[scribus] Setting up color management
Hal V. Engel
hvengel at astound.net
Fri Nov 6 19:45:57 CET 2009
On Thursday 05 November 2009 10:59:02 am Alexandre Prokoudine wrote:
> On 11/5/09, michael crane wrote:
> > why can't you print something out and adjust the monitor so it looks
> > like the print ? would that work ?
>
> You are missing the "controlled lighting" bit. The light coming from
> window is not the same even when sun doesn't shine directly into the
> room.
>
> Try adjusting contrast of a picture in the evening/night and then look
> at it in daylight only to discover that you quite overdid contrast.
>
> Color science is fun :)
>
> Alexandre
There are actually ISO and ANSI standards about how your work room should be
setup. These include things like:
1. How bright the room should be.
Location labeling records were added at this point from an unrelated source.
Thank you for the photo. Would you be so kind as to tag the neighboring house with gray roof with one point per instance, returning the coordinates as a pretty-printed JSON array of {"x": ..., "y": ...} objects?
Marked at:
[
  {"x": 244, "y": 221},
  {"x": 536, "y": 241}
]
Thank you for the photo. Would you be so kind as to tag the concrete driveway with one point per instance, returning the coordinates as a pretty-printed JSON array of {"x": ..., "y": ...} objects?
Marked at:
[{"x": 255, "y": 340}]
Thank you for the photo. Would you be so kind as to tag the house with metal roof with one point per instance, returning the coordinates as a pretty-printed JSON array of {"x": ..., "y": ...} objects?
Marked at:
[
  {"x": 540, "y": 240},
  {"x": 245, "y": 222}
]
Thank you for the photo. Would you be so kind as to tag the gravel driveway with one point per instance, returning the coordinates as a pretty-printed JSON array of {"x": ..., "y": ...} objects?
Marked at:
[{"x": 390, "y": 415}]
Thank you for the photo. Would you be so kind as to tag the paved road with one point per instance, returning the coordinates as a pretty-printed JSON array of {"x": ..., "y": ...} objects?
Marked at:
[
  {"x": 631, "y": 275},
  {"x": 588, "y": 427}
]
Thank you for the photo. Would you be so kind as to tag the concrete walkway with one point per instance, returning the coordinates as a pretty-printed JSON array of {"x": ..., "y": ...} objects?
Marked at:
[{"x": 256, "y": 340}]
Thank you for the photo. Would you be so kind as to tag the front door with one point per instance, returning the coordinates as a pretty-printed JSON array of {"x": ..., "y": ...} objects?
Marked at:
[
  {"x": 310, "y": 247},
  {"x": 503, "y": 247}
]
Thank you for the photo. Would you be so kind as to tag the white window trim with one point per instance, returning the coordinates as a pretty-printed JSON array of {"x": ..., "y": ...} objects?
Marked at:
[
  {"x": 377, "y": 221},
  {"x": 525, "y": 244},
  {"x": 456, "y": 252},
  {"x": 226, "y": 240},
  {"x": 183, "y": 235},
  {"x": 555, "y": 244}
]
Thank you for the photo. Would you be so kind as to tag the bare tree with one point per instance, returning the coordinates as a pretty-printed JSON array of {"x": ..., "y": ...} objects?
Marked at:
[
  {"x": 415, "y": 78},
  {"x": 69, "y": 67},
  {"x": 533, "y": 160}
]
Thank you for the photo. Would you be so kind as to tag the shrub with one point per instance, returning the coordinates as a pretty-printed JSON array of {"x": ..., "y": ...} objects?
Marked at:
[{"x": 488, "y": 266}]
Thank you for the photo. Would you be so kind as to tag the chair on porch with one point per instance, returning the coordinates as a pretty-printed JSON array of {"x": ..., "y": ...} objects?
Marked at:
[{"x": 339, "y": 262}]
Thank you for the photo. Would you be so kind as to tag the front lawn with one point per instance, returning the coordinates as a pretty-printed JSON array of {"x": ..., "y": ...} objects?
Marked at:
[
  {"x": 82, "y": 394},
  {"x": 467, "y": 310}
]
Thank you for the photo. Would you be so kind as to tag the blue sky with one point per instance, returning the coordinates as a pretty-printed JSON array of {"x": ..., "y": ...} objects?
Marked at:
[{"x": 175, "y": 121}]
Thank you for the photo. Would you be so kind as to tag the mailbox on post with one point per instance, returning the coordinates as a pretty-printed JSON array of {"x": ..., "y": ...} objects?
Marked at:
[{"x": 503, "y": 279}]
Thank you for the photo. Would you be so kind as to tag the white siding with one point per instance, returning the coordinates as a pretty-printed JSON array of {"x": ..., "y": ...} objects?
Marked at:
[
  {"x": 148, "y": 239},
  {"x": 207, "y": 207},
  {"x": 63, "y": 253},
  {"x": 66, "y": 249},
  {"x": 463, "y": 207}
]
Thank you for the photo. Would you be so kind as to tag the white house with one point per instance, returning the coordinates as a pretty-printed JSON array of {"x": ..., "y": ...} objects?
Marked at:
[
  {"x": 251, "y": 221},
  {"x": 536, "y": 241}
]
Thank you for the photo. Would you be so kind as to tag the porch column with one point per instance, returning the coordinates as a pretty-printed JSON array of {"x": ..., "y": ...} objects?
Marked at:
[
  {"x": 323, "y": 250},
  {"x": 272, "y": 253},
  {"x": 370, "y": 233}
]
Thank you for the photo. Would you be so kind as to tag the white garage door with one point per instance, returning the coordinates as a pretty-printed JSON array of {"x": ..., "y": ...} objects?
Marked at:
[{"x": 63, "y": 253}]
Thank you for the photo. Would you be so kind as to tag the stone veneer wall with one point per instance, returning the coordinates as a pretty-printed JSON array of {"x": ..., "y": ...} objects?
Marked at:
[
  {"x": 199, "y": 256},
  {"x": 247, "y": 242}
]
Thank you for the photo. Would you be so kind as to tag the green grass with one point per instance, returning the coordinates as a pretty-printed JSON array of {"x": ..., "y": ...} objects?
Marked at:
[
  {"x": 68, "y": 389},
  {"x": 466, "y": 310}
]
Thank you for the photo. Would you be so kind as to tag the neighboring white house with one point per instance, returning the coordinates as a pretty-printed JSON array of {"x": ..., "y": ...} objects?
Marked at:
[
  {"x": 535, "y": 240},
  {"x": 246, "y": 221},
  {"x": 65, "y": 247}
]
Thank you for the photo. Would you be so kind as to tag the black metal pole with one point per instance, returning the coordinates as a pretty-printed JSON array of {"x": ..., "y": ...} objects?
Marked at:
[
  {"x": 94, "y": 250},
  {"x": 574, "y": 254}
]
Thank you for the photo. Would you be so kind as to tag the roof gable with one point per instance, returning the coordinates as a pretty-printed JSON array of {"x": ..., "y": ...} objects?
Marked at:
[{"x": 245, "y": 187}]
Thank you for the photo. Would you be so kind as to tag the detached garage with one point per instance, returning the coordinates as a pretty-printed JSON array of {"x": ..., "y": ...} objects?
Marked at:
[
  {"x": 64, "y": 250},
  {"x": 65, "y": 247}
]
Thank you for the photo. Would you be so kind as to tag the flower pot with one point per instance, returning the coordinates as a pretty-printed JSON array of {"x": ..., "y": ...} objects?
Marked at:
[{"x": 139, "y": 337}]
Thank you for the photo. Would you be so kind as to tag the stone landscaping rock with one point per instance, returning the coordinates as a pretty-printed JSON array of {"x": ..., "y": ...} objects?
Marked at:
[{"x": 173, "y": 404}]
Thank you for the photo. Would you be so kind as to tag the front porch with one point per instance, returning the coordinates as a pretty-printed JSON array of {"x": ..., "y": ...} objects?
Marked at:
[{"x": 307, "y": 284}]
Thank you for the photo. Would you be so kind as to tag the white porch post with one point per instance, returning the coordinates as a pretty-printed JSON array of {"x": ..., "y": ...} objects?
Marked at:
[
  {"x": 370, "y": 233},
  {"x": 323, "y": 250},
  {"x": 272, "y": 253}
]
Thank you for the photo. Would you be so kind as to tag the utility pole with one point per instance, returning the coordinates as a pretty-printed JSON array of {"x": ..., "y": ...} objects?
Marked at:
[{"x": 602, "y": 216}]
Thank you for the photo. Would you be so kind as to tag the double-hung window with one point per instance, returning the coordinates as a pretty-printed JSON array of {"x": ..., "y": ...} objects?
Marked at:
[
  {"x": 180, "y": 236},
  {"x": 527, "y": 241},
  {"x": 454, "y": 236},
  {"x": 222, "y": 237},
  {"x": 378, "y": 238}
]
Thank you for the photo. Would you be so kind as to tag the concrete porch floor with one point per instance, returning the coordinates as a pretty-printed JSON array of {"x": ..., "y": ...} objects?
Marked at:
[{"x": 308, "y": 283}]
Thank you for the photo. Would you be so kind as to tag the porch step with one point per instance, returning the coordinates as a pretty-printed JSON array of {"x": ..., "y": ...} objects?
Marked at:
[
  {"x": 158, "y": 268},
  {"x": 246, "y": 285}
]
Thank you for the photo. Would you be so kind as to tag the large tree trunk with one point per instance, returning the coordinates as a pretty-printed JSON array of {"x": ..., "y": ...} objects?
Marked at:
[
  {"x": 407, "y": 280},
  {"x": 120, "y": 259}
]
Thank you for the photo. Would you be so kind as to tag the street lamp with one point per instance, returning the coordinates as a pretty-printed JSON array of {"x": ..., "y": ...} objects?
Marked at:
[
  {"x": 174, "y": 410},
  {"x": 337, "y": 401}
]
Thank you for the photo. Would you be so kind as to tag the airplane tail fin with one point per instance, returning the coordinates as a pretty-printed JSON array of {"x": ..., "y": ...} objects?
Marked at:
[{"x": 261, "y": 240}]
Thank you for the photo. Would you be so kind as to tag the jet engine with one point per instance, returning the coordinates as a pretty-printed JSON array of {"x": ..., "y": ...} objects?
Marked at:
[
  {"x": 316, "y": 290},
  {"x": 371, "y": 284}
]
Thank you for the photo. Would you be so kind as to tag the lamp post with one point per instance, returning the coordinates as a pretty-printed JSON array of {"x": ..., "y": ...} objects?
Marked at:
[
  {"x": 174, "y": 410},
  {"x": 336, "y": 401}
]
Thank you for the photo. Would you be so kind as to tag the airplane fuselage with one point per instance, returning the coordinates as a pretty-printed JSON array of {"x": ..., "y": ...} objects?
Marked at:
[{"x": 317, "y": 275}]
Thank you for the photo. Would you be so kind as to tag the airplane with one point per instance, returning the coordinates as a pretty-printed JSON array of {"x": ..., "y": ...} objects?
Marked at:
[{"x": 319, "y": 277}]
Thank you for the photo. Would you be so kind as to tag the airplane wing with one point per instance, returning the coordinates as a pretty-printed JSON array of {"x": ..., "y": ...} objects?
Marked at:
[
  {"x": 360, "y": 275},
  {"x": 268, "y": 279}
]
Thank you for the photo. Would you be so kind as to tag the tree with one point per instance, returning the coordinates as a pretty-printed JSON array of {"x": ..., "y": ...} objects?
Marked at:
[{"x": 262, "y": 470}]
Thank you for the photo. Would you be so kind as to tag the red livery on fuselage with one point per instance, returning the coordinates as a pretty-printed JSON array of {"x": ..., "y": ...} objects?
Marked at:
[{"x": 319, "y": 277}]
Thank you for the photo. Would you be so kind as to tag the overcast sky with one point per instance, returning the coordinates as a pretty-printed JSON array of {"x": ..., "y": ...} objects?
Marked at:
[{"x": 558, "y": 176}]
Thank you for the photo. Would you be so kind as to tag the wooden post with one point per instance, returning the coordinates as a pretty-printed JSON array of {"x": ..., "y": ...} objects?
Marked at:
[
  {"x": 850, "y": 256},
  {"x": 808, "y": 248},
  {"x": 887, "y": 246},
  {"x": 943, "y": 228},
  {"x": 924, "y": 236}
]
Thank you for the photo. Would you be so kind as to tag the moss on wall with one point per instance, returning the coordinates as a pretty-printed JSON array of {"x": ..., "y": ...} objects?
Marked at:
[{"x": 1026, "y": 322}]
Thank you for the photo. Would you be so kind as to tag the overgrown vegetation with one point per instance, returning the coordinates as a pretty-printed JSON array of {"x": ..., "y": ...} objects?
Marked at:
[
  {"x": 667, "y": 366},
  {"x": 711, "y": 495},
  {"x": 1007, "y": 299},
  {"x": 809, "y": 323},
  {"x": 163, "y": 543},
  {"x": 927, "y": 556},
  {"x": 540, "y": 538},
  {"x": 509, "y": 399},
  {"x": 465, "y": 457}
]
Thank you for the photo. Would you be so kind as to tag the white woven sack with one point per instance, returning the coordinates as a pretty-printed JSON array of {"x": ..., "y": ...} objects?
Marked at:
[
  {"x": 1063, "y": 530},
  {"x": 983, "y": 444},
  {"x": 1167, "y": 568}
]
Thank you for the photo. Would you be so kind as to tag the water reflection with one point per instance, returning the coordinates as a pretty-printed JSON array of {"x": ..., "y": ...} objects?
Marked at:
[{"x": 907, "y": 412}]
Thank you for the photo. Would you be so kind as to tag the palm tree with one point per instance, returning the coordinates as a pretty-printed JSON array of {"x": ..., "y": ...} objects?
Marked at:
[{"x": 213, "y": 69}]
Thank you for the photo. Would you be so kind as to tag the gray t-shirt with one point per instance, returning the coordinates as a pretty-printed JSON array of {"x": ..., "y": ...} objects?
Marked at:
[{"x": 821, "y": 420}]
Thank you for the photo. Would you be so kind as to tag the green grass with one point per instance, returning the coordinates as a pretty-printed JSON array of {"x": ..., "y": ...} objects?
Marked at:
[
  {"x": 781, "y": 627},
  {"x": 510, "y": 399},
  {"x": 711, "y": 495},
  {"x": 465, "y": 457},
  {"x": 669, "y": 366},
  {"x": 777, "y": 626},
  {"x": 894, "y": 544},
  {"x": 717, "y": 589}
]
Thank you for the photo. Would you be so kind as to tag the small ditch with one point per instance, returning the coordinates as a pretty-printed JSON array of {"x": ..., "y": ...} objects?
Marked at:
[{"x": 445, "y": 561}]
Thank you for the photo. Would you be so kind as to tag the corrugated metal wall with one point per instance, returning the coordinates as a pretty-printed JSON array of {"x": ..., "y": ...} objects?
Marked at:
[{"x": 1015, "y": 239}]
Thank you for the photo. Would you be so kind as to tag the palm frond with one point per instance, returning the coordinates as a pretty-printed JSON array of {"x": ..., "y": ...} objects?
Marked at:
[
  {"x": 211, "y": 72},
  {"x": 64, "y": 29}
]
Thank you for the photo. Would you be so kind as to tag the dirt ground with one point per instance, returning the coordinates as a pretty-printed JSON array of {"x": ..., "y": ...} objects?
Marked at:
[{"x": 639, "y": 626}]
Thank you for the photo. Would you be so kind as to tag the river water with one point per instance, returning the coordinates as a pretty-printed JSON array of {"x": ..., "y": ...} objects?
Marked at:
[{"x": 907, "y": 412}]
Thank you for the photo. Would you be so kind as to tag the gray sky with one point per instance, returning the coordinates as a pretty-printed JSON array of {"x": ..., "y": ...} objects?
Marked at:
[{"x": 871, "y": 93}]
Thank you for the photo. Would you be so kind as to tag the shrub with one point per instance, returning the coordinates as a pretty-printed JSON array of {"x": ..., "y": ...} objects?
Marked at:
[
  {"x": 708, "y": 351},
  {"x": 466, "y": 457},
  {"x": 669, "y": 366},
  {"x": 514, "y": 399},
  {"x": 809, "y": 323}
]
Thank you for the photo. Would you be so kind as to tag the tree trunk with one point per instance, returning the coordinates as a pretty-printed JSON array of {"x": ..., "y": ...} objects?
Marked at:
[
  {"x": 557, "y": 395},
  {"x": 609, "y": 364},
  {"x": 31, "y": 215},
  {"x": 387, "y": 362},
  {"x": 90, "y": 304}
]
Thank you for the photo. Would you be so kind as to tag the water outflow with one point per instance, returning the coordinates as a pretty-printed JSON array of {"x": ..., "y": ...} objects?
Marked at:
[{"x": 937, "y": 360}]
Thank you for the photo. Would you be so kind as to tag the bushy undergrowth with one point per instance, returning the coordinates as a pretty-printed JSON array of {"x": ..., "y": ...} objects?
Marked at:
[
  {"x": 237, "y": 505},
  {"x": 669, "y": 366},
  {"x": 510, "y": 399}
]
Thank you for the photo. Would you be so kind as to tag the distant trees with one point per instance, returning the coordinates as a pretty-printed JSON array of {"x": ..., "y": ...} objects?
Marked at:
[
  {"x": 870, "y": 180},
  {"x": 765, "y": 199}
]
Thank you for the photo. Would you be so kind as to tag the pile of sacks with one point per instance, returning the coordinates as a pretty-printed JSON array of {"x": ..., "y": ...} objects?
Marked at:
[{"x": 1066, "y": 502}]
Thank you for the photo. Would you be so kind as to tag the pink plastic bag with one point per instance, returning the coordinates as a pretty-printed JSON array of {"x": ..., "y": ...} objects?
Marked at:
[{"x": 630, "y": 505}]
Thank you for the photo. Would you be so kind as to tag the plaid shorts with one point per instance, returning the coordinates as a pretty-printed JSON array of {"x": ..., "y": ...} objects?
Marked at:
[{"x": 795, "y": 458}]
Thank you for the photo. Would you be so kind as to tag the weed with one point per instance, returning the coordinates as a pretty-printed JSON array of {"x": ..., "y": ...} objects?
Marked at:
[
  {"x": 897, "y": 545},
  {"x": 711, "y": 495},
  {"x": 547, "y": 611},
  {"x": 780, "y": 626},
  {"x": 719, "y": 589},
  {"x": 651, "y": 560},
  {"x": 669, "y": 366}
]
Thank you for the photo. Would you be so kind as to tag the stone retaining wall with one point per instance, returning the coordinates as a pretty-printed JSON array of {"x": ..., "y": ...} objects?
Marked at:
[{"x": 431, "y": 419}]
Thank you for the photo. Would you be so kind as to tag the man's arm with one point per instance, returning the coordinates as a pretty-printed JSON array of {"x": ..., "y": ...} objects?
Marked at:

In fact the room should be very dim (less
than 30 LUX in the professional standards and always less than 60 LUX) and the
room should always have the same level of lighting when doing this work.
2. The color temperature of the lighting (around 5000K).
3. The color of the walls and furniture in the room (medium to dark gray).
4. The color of the clothing warn by those doing imaging work (dark gray or
black is best).
5. The color of the monitor surround (dark gray or black).
6. The location of any lighting relative to the monitor (no glare).
When working on your monitor you want your perception to be totally adopted to
the (calibrated and characterized) monitor and you want the room, it's
contents and lighting to have little or no influence on your color perception.
When you view a print in the viewing booth the same thing should be true for
the print and it's viewing conditions.